Review: NieR: Automata: Long Story Short

NieR: Automata was a critically acclaimed action game with heavy RPG and story elements first released in 2017. Its success was quite surprising: it’s a sequel to a series of good-but-not-widely-loved games in NieR and previously Drakengard; the gameplay is a mishmash of action, adventure, and RPG with multiple systems intertwined, sometimes messily; the game required its players to beat and replay the game 5+ times to get its full story1. NieR: Automata: Long Story Short is a faithful novel adaption of the NieR: Automata plotline, in all its multi-character, multiple-timeline, convoluted glory.

Play the game; don’t bother with this book.

A lot of the time, when there’s crossover media—television, games, written fiction—around the same story, it originates with a book or a series of books. Turns out, literature is a pretty good starting point for storytelling, as the plot is the main selling point of the medium, and words can provide layers of nuance and detail that audio and visual interpretations can easily gloss over. Movie and TV adaptions of books tend to streamline storylines, cut away side plots that the screenwriters feel are extraneous, and can end up feeling like Cliff’s Notes. Adaptions that try to expand on the source material end up hit-or-miss; modern James Bonds movies that have moved beyond the books are at best uneven, while the second Lord of the Rings trilogy based on The Hobbit was widely derided for excessively stretching a compact story into 3 full-length features.

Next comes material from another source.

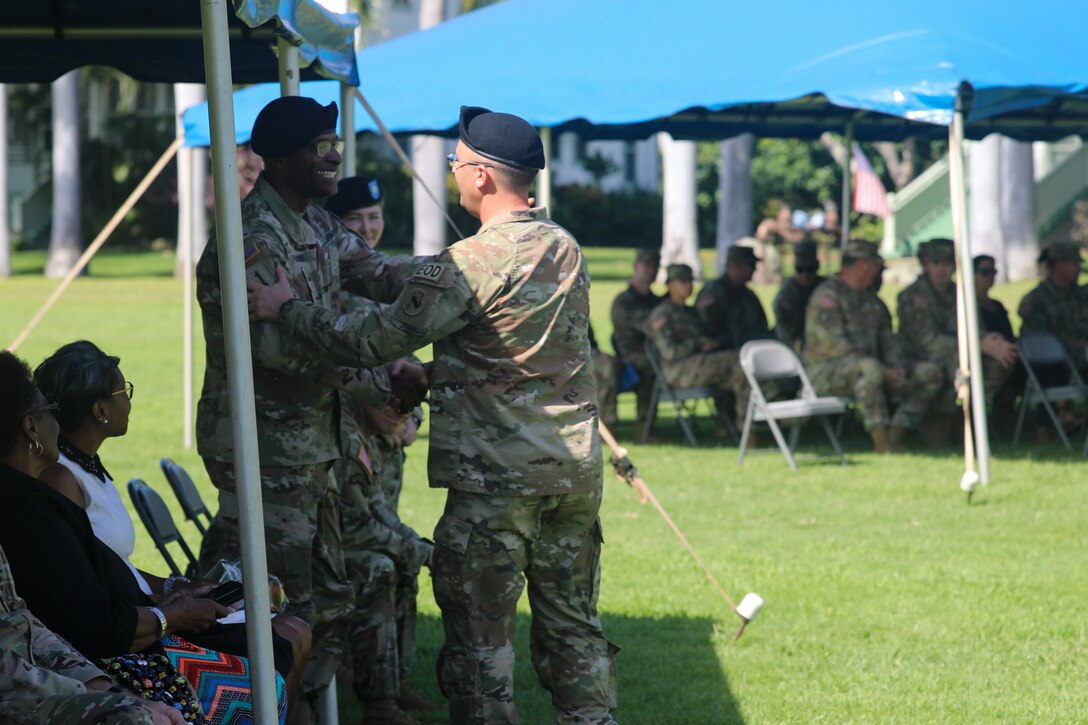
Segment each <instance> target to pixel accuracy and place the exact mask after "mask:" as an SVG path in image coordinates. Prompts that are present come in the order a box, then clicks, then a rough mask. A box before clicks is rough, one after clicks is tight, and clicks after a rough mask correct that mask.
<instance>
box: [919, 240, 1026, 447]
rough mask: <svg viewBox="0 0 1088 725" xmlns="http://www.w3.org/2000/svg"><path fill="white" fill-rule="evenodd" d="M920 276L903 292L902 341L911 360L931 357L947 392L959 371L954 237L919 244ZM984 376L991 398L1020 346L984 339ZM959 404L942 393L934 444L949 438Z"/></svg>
mask: <svg viewBox="0 0 1088 725" xmlns="http://www.w3.org/2000/svg"><path fill="white" fill-rule="evenodd" d="M918 260H919V261H920V262H922V274H919V275H918V279H917V280H915V281H914V282H913V283H912V284H911V285H910V286H907V287H906V288H905V290H903V291H902V292H901V293H900V294H899V299H898V303H899V340H900V345H901V347H902V351H903V354H904V356H905V357H906V359H908V360H913V361H920V360H928V361H929V362H932V364H934V365H937V366H938V367H939V368H940V369H941V373H942V374H943V377H944V385H945V388H947V389H948V390H952V389H953V386H954V381H955V374H956V370H959V369H960V343H959V340H957V337H956V330H957V327H959V325H957V322H956V295H955V284H954V283H953V282H952V275H953V274H954V273H955V246H954V245H953V242H952V239H942V238H938V239H930V241H928V242H924V243H923V244H920V245H918ZM980 343H981V344H980V349H981V352H982V353H984V355H985V357H984V358H982V376H984V379H985V388H986V393H987V398H988V400H990V401H992V398H993V393H996V392H997V391H998V389H1000V388H1001V385H1002V384H1003V383H1004V381H1005V379H1006V378H1007V377H1009V374H1010V373H1011V372H1012V369H1013V368H1012V364H1013V362H1015V361H1016V346H1015V345H1014V344H1012V343H1010V342H1007V341H1005V340H1004V337H1002V336H1001V335H1000V334H998V333H988V334H986V335H984V336H982V337H981V340H980ZM954 408H955V402H954V400H953V398H952V397H950V396H944V395H942V396H940V397H939V398H938V404H937V406H936V407H935V409H932V410H930V413H931V414H936V415H937V418H936V419H935V420H932V421H930V422H928V423H927V425H926V427H925V430H926V431H929V438H931V439H932V440H934V442H939V441H942V440H944V439H947V435H948V433H949V431H950V428H949V423H950V418H949V417H948V416H942V415H941V414H948V413H953V411H954V410H953V409H954Z"/></svg>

Long Story Short retells the central story of NieR: Automata chronologically, almost as a written transcription of a full playthrough. Immediately, this robs the experience of some of the best, literally award-winning aspects of the game: the soundtrack, the atmosphere, the variety in gameplay. The sound design, in particular, really meshes itself with the gameplay, providing some great moments in the game which gets almost trivialized in the literary retelling.

Then there’s the problem that as a game, NieR: Automata blends cutscenes that progress the storyline with the action-oriented gameplay that has the player traverse around the world, fighting enemies and upgrading weapons and completing sidequests. The game design allows for proper pacing across 30+ hours of gaming entertainment, something that gets lost in translation when truncated down to a 3 hour novel. Some of the epic boss fights from the game become little more than footnotes in the book, again robbing this version of the story of its sense of grandeur and impact.

But even if Long Story Short was able to pull out all the literary stops to recapture the same scale of the game, I suspect it’ll still end up falling short. Simply put, the standards of what constitutes as great storytelling in games is different than that of literature, and that becomes glaringly apparent here.

Some of the unexplained story beats, quirky characters, and absurd scenarios in NieR: Automata end up being acceptable, both because the bar for stories in games is substantially lower than that of books, but also because they were likely set up that way in service of another aspect of the game—an inside joke, a gameplay element, or even an affectation of its strange director. Even if parts of it makes little sense, within the context of a video game, the gameplay and cutscenes and soaring musical score prods the player along, never staying long enough to work through a weak story element. Within Long Story Short, however, every one of these flaws is laid bare, with little to distract from inconsistencies or deus ex machina devices and scenarios.

If there’s one positive to Long Story Short, it’s that the book reminded me of just how good NieR: Automata was and how much of its backstory could be expanded. Fortunately, there is at least one more book tie-in. NieR: Automata: Short Story Long is yet to be released (as of this writing), focusing on the history, background, and bits of backstory that make up the world of NieR without just retelling the story unmodified. In some ways, it’s a more traditional literary complement to its video game source material, but that story definitely needs more color and depth, so I’m hoping Short Story Long can deliver on some of those loose ends.


  1. When I borrowed the game from my cousin, he mentioned getting the first ending, and then not bothering to put in any more hours to earn additional endings.